Congrats on the joys. A joy shared is a joy multiplied, a sorrow shared is a sorrow divided.
My thanks to Stephanie.
Fri, April 18, 2008 - 1:52 PM
Sorry for my delay
Hey Chad,
I am so sorry for being a bit late in congratulating you. April has been a very bad month for me and everything is collapsing as I speak. But reading your story has definitely shown me that things can pick up and I kind of hope it does for me. Meanwhile, you know how much I love you and how happy I am for that everything worked out. Please keep in touch and I hope to see you at Wildfire in June.
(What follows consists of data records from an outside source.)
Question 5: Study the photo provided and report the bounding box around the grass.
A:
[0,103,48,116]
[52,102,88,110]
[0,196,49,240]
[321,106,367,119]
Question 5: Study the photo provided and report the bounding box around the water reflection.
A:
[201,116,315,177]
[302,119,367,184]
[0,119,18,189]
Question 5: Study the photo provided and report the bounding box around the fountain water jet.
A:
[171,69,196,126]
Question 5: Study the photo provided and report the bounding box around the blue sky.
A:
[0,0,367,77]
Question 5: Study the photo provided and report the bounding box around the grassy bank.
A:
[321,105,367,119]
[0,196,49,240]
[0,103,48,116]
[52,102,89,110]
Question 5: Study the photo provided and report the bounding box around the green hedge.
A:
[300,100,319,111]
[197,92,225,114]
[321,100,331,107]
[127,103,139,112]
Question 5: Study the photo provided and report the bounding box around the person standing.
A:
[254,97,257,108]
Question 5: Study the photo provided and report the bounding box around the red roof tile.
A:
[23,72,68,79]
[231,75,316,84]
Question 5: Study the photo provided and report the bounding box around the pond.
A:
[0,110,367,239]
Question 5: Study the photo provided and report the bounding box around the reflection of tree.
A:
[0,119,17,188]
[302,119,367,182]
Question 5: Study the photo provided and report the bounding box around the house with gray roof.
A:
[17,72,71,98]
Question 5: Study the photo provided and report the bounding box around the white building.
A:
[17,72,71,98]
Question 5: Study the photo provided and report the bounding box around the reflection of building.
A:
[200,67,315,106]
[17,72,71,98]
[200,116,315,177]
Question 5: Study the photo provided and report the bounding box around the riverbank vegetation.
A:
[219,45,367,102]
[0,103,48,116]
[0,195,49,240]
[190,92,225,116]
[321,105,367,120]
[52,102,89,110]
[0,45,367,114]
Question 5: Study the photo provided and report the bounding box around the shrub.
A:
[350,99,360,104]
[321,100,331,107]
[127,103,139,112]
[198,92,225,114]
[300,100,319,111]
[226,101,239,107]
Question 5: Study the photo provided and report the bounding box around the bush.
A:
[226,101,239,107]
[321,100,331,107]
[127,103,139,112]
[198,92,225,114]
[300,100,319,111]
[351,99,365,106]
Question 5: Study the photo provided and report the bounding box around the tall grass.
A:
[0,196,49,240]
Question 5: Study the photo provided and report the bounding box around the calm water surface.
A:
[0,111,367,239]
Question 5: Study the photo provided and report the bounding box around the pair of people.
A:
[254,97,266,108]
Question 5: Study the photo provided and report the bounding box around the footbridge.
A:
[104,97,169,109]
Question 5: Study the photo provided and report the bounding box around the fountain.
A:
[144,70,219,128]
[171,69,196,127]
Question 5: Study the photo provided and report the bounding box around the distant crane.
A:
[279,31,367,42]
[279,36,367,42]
All the best and once again congratulations. *hugz*
Much Love,
Jasmine
Sat, April 19, 2008 - 5:29 AM
Personal perciverance isn't always enough
Glad to see that things that were up in the air in a cloud of uncertainty have landed with a favorable outcome. Too often people who lead or create for others are left to their own devices when it comes to solving their own problems, so while I was unaware of your difficulties it is good to know that those who are close were there for you when you needed the support to traverse some trecherous terrain.
A*
A*
offline 21
Tue, April 29, 2008 - 7:03 AM
Congrats!!!!
Sat, May 31, 2008 - 6:17 AM
i often think of soccer players shooting at the net over and over before they finally score a goal. and then doing it all again. so, you know... kick a lot. i'll cheer for even the missed shots.
Thu, August 21, 2008 - 7:29 AM
hey, I'm :really: interested in biofeedback technology. Does this company have a website, and are they hiring any new tech?